Certain demanding applications require miniaturized multi-wire cable assemblies. To avoid undesirably bulky cables when substantial numbers of conductors are required, very fine conductors are used. To limit electrical noise and interference, coaxial wires having shielding are used for the conductors. In other application, twisted pairs, parallel pairs, unshielded insulated single wires, and other configurations may be employed. A bundle of such wires is surrounded by a conductive shield formed of braided small wires to prevent radio interference from being emitted or received by the cable components. An outer protective sheath covers the shield.
Some applications requiring many different conductors prefer that a cable be very flexible, supple, or “floppy.” This has been achieved by providing a shielding braid that loosely receives the wires, as disclosed in U.S. Pat. No. 6,734,362, which is incorporated herein by reference. Because the braid is formed of bare metal wires, it may have an abrasive effect on the bundle of signal wires in certain applications where flexing and external stresses are extreme. Such abrasion may generate open failures in the individual shield wires of coaxial wire components, generating signal noise during operation due to shorting between the now-open wire shield and the outer braided cable shield. Other failure modes include abrasion of wire insulation, which may expose the signal conductors to shorting with the braid or to each other. This is critical because the compact size desired for many such cables requires a very thin insulation layer (in the range of 0.001 to 0.010 inches) on each wire.
Because the stresses and wear are generally concentrated at the ends of a cable near strain relief elements such as disclosed in U.S. Pat. No. 6,672,894 (incorporated herein by reference), measures have been taken to protect the cable bundle at such stress points. As disclosed in U.S. Pat. No. 6,580,034 (incorporated herein by reference), the cable bundle may be wrapped at its ends near the stress points with a low-friction Teflon tape. While effective, this reduces the benefits of a loose shield, which provides the desired supple effect. Tape-wrapped wires are captured in a bundle that does not readily flatten to permit easy bending to small radiuses. This is not problematic for many applications, because the flexibility remains excellent over nearly the entire length of the cable. However, in some applications, flexibility near the ends is a valued characteristic that is preferably not sacrificed. Moreover, for applications in which there is a risk of damage due to intense stresses causing wear anywhere along the entire cable length, wrapping the entire cable bundle with tape to prevent such wear unacceptably sacrifices the flexibility desired for many applications.

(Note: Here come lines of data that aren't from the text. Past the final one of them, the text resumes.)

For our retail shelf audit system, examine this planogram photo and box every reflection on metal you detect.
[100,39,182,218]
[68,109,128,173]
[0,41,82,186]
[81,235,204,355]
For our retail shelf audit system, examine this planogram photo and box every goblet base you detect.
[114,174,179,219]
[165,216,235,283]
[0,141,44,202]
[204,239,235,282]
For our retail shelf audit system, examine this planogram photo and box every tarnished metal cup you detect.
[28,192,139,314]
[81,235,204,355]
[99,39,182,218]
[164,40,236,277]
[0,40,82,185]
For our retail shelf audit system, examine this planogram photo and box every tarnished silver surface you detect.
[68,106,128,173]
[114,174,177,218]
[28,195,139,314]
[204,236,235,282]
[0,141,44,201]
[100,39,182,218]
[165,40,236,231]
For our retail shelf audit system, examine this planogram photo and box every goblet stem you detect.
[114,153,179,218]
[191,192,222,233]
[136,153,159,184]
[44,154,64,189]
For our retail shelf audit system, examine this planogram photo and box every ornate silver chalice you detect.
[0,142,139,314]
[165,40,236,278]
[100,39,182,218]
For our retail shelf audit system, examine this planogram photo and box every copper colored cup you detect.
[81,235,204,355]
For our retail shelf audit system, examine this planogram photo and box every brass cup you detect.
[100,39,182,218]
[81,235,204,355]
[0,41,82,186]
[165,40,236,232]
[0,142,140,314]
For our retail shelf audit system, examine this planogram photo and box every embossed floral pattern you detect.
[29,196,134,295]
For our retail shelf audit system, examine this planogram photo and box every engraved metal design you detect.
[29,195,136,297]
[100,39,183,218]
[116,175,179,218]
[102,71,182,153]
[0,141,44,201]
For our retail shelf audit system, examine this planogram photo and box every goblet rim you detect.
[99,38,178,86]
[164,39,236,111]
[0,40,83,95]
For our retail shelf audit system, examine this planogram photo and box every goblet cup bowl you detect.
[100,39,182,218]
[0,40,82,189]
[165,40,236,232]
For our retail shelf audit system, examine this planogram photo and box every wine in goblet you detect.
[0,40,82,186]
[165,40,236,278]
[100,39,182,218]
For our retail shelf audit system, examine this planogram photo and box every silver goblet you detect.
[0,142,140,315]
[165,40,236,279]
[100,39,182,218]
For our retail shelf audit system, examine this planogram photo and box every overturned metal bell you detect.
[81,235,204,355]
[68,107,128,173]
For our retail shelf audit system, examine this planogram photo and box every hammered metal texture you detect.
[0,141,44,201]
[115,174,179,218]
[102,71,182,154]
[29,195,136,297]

The present invention overcomes the limitations of the prior art by providing a cable assembly having a plurality of wires, each having a first end and an opposed second end. A sheath including an shield encompasses all the wires. The shield is a braid formed of a plurality of braid wires, and each of the braid wires has an insulating coating. The wires of the braid may be gathered at an end into a pigtail. The insulation is removed from the wires at the pig tail. The insulation may be removed by dipping the pigtail in a high temperature solder bath.